Dohnanyi’s Serenade is so immediately engaging that it’s easy not to notice how expertly it is crafted. Dohnanyi composed this five-movement work in 1902, when he was in his mid-20s, and in some ways it looks back to the Romanticism of Brahms. But the energetic, intricately wrought counterpoint – especially in the fugal Scherzo and bustling Rondo – and the fresh harmonies contain at least a hint of the new century. Mr. Freudigman put plenty of snap into the occasional Hungarian folk tropes, violist Emily Freudigman spun lovely melody to open the Romanza, and Ms. Parker was especially effective in the disconsolate Theme and Variations, the emotional center of the Serenade.
Brahms was a young man of 28 or 29 in 1861 when he completed his second piano quartet, a chamber work that is symphonic in both duration (about 50 minutes) and ambition. The allegro movements that open and close the work seem steeped in testosterone, the Scherzo has a restive undercurrent, and even the sweet Poco adagio is agitated by rocking eighth-note figures that seem prepared at any moment to spring into action. The performance was big, bold, and muscular – words that often come to mind when Mr. Valkov is involved in chamber music. Those traits were amplified by the physical circumstances: The seven-foot Steinway B Mr. Valkov was playing might not have been enough piano for a big concert hall, but it was possibly too much piano for Palo Alto’s little recital hall. At times the piano overwhelmed the strings in volume, but the pianist’s in-the-bones Romanticism was the driving force in a compelling performance.
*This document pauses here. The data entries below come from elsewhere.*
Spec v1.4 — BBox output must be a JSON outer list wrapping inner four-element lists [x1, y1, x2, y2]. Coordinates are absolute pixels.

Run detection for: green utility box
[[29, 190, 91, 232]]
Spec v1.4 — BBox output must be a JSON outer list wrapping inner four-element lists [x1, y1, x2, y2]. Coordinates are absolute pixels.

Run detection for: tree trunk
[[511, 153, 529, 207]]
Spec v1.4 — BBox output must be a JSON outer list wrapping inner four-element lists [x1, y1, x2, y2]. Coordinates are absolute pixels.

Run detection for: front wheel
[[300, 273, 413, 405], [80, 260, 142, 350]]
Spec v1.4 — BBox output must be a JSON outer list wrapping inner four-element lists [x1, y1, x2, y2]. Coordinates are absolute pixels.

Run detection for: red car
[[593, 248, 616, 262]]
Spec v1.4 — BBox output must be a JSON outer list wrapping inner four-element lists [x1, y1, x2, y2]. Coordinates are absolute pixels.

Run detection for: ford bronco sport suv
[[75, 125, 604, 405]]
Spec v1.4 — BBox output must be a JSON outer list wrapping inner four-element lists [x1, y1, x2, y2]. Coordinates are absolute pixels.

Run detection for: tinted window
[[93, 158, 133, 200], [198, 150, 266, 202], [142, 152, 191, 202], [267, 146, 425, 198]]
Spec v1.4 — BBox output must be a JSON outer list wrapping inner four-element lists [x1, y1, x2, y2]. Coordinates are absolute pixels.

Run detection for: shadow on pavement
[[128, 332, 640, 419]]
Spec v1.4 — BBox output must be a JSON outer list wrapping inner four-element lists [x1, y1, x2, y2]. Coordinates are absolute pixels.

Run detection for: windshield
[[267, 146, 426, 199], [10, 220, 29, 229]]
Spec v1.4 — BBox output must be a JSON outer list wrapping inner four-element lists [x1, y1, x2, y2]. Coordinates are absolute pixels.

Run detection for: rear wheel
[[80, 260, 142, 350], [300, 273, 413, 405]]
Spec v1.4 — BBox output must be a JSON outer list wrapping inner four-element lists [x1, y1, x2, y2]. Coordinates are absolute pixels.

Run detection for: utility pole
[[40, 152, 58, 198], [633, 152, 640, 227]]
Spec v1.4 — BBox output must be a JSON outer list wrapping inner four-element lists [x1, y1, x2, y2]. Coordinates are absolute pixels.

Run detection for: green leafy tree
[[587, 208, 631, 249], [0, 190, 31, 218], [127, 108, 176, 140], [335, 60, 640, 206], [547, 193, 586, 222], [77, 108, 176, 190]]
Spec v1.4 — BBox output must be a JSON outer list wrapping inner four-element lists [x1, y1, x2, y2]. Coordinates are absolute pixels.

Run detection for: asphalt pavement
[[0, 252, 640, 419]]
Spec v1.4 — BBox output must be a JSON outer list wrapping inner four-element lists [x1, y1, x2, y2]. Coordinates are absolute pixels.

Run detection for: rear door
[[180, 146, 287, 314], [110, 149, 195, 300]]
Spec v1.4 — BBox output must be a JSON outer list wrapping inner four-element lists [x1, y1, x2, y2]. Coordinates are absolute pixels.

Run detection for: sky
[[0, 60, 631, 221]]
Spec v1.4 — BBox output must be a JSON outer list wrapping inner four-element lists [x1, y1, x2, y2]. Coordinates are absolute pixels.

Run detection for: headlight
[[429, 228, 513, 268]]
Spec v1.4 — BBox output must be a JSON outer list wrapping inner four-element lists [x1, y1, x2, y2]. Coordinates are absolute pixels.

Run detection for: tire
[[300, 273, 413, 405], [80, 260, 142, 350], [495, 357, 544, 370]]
Coda: Technical difficulties kept me from posting a timely review of Camerata’s October concert, with three works for string trios performed by Ms. Parker, Ms. Freudigman, and Mr. Freudigman in the University of the Incarnate Word concert hall. They opened with Krzysztof Penderecki’s String Trio of 1990-91, music that is less self-consciously avant-garde than the clouds of dissonance that characterized much of his music from the late 1950s and 1960s, but no less startling. The first of its two movements was the more remarkable, with extended solo cadenzas of widely different character for each of the instruments – all played with conviction. Jean Francaix’s String Trio in C of 1933 was at the opposite pole – three brief witty, jaunty, cheeky movements and one wistful, lyrical Andante. A warm, affectionate account of Mozart’s grand Divertimento in E-flat, one of his longest works, closed the concert.